Jingwen Yan, assistant professor of bioinformatics in the BioHealth Informatics Department, has been awarded a two-year, $174,831 CISE Research Initiation Initiative (CRII) grant by the National Science Foundation. Yan is principal investigator and will work with several bioinformatics Ph.D. students on the project.
Multi-omic data and systems biology networks—genome, transcriptome, proteome, and metabolome—hold the potential for discovering new disease mechanisms and markers for designing new drugs and treatment protocols. However, the large scale and complexity has made it very difficult to harness these data sets. Yan proposes to develop a novel, data-intensive computational framework to analyze and integrate the data and networks, create predictive models, and reveal their associations.
“Instead of exploring individual genetic markers followed by enrichment analysis, our new model allows researchers to directly detect disease-related genes with close functional connections in one step. Therefore, it has a great potential to yield novel discoveries in disease research,” Yan said.

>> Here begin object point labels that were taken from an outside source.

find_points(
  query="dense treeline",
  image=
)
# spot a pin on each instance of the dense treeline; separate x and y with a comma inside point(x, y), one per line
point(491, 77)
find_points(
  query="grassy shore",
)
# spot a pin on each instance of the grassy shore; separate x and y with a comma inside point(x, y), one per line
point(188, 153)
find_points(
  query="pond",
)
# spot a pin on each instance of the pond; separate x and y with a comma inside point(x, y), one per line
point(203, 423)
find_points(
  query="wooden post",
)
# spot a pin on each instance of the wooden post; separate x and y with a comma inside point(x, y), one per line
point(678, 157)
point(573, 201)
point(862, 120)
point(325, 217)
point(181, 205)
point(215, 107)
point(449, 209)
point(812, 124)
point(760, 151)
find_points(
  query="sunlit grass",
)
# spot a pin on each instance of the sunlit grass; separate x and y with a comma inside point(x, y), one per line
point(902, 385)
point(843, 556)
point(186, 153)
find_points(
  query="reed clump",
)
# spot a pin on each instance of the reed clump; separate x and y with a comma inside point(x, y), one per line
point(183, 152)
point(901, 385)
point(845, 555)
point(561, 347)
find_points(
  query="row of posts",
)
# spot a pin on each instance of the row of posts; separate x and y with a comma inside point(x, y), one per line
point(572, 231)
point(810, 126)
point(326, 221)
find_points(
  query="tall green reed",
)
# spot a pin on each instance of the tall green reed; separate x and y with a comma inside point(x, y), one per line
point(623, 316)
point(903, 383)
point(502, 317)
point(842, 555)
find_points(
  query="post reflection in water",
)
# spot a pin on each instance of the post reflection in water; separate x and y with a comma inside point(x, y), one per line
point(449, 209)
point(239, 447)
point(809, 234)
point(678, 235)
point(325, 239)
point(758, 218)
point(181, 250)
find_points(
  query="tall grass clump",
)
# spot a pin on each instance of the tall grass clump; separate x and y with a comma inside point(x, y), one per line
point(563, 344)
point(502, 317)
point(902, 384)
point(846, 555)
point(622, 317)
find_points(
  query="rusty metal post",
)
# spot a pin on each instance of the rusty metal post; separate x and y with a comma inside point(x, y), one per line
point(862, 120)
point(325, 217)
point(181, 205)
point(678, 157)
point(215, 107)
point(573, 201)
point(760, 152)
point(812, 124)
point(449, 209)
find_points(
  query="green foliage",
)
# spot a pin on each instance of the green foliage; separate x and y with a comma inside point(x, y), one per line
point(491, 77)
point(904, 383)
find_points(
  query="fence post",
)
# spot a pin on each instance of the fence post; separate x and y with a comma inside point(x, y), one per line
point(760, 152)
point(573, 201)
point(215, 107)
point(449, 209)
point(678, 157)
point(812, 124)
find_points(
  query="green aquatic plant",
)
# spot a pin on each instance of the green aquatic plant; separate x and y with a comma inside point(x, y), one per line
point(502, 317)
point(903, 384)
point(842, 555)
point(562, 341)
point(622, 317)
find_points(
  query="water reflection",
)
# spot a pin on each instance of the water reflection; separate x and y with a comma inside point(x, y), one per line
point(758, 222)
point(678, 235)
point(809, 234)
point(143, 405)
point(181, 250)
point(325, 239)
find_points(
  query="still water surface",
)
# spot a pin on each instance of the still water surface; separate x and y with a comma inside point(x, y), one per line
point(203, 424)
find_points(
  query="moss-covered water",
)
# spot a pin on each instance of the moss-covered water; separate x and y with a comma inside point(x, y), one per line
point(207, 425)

Creating powerful, advanced tools
Yan’s project, entitled “Computational Methods to Mine Multi-omic Data for Systems Biology of Complex Diseases,” is expected to result in new methods and tools that effectively integrate heterogeneous, high-dimensional -omic data. Strategic extraction of knowledge in this manner will pave the way for further understanding of biological mechanisms and provide a valuable resource for disease research, with far-reaching economic and societal impacts.
The knowledge extracted can also suggest surrogate biomarkers for therapeutic trials to design new drugs and treatment protocols.
The team will first develop scalable and efficient algorithms to solve the model, and then apply and evaluate the models using a real biomedical data set, the NIH Alzheimer’s Disease Neuroimaging Initiative (ADNI) cohort. They will analyze genome-wide association study (GWAS) data, microarray and protein expression data from cerebrospinal fluid and blood, metabolite concentration, cognitive performance, and brain imaging measures.
Specifically, Yan’s project will address data-intensive analysis issues of scalability, multi-source data integration, and network analysis that have challenged conventional methodologies. Yan’s approach—integrating large-scale machine learning, network science, and data-intensive computing—offers an innovative solution. “Integrative -omics holds great promise to illuminate the causal pathways from genotype to phenotype,” she says.
Acknowledgment
This material is based upon work supported by the National Science Foundation under Grant No. 1755836. Any opinions, findings, and conclusions or recommendations expressed in this material are those of the author(s) and do not necessarily reflect the views of the National Science Foundation.